Bu baskı, sürgünleri, gecekondu yıkımlarını, kent yoksullarının geçimlerini sağlamalarına olanak veren kimi ufak iş alanlarının zorla lağvedilmesini ve en acısı da ülkedeki Apartheid dönemini hatırlatan bir uygulamayı getirdi: kent çeperlerinde yaşamaya mahkûm edilen ve şehirlere sokulmayan yoksullar. Üstelik tenekeden yapılma toplama kamplarında yaşamaya zorlanan eski gecekondu sakinlerinin durumu Apartheid dönemindekinden bile beter.

“En azından Apartheid döneminde evlerimizi inşa etmemiz için bize tuğla veriyorlardı. Şimdi o bile yok, tenekeden evlerde oturuyoruz” diyen Sandy Rossouw, “apartheid’dan bile kötü” benzetmesinde yalnız değil. Rossouw gibi Blikkiesdorp adlı teneke kentte yaşayan Jane Roberts’a göre de dünya kupası nedeniyle yaşamak zorunda bırakıldıkları yer şeytanın idaresindeki bir zindandan farksız ve polisler akşam vakti dışarıda gezen herkesi sorgulayıp, tartaklayacak kadar pervasız.

Neo-liberal ekonomi ve kent politikalarını hızlandırıcı fonksiyonu sebebiyle tercih edilen Olimpiyatlar, Dünya Kupaları gibi spor organizasyonları tıpkı Güney Kore, Yunanistan, Çin, Hindistan hatta İspanya, Kanada ve ABD örneklerinde olduğu gibi Güney Afrika’da da kent yoksullarına karşı muazzam bir baskılama aracına dönüşmüş durumda. Dünya Kupası ülkenin küresel ekonomiye entegrasyonunu kolaylaştırırken aynı zamanda işçi sınıfı ve yoksulların yaşam standardını düşürmekte, iş olanaklarını kısıtlamakta ve onları sefalete ve kayıt dışı ekonomide sürünmeye mahkûm etmektedir.

Küresel spor endüstrisinin yarattığı bu sonuçların diğer neo-liberal politikalarla benzerlik göstermesi çarpıcıdır. İşçi sınıfını heterojenleştiren ve Manuel Castells gibi kent uzmanlarına göre de uzun vadede proleteryanın silikleşmesine yol açacak olan bu kentsel müdahalelerin özellikle gelişmekte olan ülkelerdeki gidişatı karbon kâğıdından geçmişçesine benzerdir. (Yeri olmasa da parantez içinde belirtmek gerek ki Mike Davis, Jan Breman gibi ekonomi ve kentleşme uzmanlarına göre kent yoksullarını marjinalleştiren bu süreç Castells’in iddia ettiğinin aksine daha farklı ama güçlü bir proleter hareketin canlanmasına da zemin hazırlayabilir.)

Ne yapmalı?

Sonuç olarak 19.Dünya Kupası’nı geride bıraktığımız şu günlerde engin futbol hafızamıza ekleyecek nice enstantane bulduk bulmasına da mevzubahis anların hepsiyle aramızda burjuva medyasının yanıltıcı elinin olduğunu unutmamalıyız.
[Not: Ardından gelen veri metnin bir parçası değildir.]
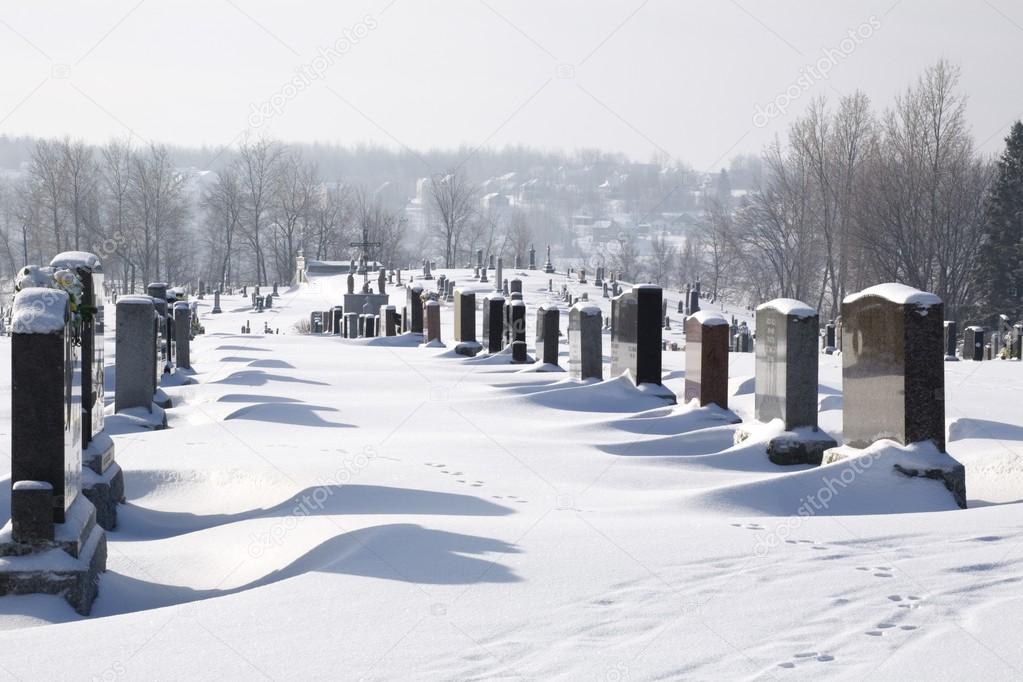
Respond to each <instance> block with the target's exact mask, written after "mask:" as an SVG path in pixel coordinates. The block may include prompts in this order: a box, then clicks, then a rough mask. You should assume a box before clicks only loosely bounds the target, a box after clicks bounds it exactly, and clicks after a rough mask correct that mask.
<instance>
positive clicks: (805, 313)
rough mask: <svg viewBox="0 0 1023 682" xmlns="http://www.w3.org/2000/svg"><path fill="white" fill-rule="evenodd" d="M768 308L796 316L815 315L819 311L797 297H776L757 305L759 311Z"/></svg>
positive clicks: (808, 316) (785, 314)
mask: <svg viewBox="0 0 1023 682" xmlns="http://www.w3.org/2000/svg"><path fill="white" fill-rule="evenodd" d="M767 309H770V310H776V311H777V312H780V313H782V314H783V315H787V316H794V317H813V316H814V315H816V314H817V311H815V310H813V309H812V308H810V307H809V306H807V305H806V304H805V303H803V302H802V301H797V300H796V299H774V300H773V301H768V302H767V303H764V304H760V305H759V306H757V310H758V311H760V310H767Z"/></svg>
El mahkûm “büyük” medyanın bize gösterdiklerini hatırlayacağız ama bu dünya kupasına asıl damga vuran, yüz binlerce kent yoksulunu mağdur eden ve 16 yıl sonra Güney Afrika’da yeniden apartheid dönemini hatırlatan görüntülerin yaşanmasına sebebiyet veren neo-liberal sefalet ne olacak? Kupayı kimin kazandığının tesiri mi daha büyük yoksa bu yaşananların mı?
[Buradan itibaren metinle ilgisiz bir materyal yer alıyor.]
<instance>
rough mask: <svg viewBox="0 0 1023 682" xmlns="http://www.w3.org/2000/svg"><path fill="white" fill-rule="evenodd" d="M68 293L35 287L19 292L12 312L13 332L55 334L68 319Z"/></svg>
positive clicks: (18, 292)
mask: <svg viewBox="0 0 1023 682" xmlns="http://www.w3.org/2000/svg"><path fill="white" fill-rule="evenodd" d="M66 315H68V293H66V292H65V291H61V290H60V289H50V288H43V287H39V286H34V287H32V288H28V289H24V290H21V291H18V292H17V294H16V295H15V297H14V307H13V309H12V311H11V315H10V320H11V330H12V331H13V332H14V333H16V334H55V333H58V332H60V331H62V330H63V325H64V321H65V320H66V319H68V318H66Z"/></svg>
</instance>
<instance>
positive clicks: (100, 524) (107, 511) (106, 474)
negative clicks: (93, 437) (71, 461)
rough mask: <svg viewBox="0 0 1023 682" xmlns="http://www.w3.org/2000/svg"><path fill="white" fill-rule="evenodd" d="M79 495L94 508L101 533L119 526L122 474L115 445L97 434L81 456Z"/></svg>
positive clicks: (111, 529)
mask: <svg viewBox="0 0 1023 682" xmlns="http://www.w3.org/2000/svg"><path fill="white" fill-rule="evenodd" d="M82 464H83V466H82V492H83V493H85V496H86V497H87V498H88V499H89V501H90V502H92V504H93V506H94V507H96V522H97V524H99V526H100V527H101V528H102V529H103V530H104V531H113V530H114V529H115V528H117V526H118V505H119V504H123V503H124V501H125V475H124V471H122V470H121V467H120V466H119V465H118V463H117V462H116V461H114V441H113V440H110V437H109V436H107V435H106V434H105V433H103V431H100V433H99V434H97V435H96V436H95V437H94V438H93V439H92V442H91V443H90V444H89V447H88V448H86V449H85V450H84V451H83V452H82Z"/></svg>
Genelde bizim çevrelerde spor küçümsenir hatta “afyon” addedilir. Oysa sporlar ve özellikle de futbol milyarlarca insana erişme kapasitesi olan kitlesel bir fenomendir. En son Güney Afrika örneğinde de tecrübe ettiğimiz üzere spor endüstrisi de her endüstri gibi sermaye sınıfının kontrolü altında sınıfsal çelişkileri keskinleştirmektedir. Bu bağlamda bir üst yapı kurumu olarak sporun bir mücadele alanı olduğu gerçeğiyle yüzleşmeli ve bu alandaki direnişimizi derinleştirmeliyiz.
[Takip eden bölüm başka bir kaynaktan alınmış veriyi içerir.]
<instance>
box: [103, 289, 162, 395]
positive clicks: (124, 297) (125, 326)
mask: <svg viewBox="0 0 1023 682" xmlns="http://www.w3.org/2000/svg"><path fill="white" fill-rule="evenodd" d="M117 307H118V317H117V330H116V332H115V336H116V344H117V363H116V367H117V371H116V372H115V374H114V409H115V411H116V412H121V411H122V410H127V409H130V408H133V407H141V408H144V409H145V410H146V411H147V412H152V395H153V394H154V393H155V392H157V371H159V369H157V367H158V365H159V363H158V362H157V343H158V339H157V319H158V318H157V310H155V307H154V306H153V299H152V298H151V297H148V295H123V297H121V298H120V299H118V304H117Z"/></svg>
Aralık 2009’da kaybettiğimiz Güney Afrikalı muhalif ozan-yazar-eylemci Dennis Brutus’ün de dediği gibi: “spor devasa bir mücadele alanıdır ve burada söylenen her söz megafona söylenmişçesine büyük bir etki yaratır.” Megafonu ele alma vakti geldi de geçiyor.